Question One. Whether ‘Unbegotten’ is Property of the Father Himself
1. About the twenty eighth distinction I ask whether ‘unbegotten’ is property of the Father himself.
That it is not:
No property is formally asserted of the essence, because then it would not distinguish [sc. the persons], just as neither does the essence distinguish, which is not said to be formally begetter or begotten, or inspiriter or inspirited; but the essence, as it seems, is unbegotten; therefore ‘unbegotten’ is not a property of any person. - Also the Holy Spirit, as I will prove, is formally unbegotten; therefore etc.
Proof of the assumption, because the essence is not begotten, therefore it is nonbegotten (the consequence is plain from the Philosopher De Interpretatione 10.2020-21: “On a negative proposition about a finite predicate follows an affirmative about the infinite predicate”), - and further, therefore it is unbegotten (this consequence is proved from Augustine On the Trinity V ch.7 n.8 where he says that ‘unbegotten’ is the same as not-begotten). And the like can be argued about the Holy Spirit: ‘if he is not begotten then he is non-begotten’.

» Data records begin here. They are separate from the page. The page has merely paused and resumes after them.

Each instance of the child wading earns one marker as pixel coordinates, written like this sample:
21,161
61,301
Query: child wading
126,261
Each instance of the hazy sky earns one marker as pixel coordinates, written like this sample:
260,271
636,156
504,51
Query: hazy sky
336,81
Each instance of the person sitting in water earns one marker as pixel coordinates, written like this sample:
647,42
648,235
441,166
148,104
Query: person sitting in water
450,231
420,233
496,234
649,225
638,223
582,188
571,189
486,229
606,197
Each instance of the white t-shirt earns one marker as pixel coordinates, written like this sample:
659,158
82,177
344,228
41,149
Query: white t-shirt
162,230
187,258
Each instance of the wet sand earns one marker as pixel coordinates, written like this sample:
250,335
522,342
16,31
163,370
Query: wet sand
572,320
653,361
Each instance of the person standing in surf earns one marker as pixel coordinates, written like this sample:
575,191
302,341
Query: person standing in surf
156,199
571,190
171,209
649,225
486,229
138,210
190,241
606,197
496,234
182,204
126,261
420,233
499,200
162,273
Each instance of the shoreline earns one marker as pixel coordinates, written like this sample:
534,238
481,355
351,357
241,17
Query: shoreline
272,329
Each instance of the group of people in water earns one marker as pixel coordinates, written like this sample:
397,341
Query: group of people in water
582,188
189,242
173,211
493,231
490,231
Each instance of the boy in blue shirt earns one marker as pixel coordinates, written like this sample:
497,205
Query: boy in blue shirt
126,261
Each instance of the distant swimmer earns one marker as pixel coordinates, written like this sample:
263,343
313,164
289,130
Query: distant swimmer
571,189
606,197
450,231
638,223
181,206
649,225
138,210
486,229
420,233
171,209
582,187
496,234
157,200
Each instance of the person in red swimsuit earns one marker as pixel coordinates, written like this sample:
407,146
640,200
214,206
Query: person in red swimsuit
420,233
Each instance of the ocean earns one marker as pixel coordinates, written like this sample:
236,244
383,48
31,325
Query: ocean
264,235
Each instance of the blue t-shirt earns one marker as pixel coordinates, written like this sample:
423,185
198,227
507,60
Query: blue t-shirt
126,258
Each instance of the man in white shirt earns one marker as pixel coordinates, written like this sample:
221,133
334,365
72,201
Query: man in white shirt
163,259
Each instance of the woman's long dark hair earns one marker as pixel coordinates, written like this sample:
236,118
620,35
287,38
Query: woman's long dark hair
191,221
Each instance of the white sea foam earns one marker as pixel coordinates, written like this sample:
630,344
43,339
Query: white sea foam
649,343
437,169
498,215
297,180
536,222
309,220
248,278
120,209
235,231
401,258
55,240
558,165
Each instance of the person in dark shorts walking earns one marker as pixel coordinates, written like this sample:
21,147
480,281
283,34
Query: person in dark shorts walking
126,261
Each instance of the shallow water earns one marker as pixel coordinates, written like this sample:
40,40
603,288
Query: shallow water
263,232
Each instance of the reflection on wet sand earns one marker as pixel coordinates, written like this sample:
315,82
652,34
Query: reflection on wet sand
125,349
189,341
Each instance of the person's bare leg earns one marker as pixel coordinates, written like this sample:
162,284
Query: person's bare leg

2. Further, every personal property is relative, because whatever is said to itself is common to the three (from ibid. V ch.8 n.9); but unbegotten does not state a relation, as I will prove; therefore etc.
Proof of the minor, because if it does [sc. state a relation], then everything begotten is a related thing. This proposition is true: ‘everything begotten is a related thing’; I convert this by contraposition: ‘therefore every non-related thing is nonbegotten’. Then I argue: every non-begotten is a related thing, every non-related thing is non-begotten, therefore every non-related thing is related. The conclusion is impossible, therefore one of the premises is also impossible; not the one that follows from a true proposition by conversion through contraposition, therefore the other one.
3. Again, if not being able to be born were a property of the Father, then not being able to be inspirited would be a property of the Father and the Son, and so there would be six notions [sc. in divine reality], which is commonly denied.1
4. Further, Ambrose On the Holy Spirit IV [On the Incarnation ch.8 nn.79-80] did not want to use the name ‘unbegotten’, as the Master says in the text [I d.13 ch.4 n.117].
5. The opposite:
Augustine to Orosius [Ps.-Augustine, Dialogue of 65 Questions q.2]: “Sure faith declares that there are not two unbegottens.”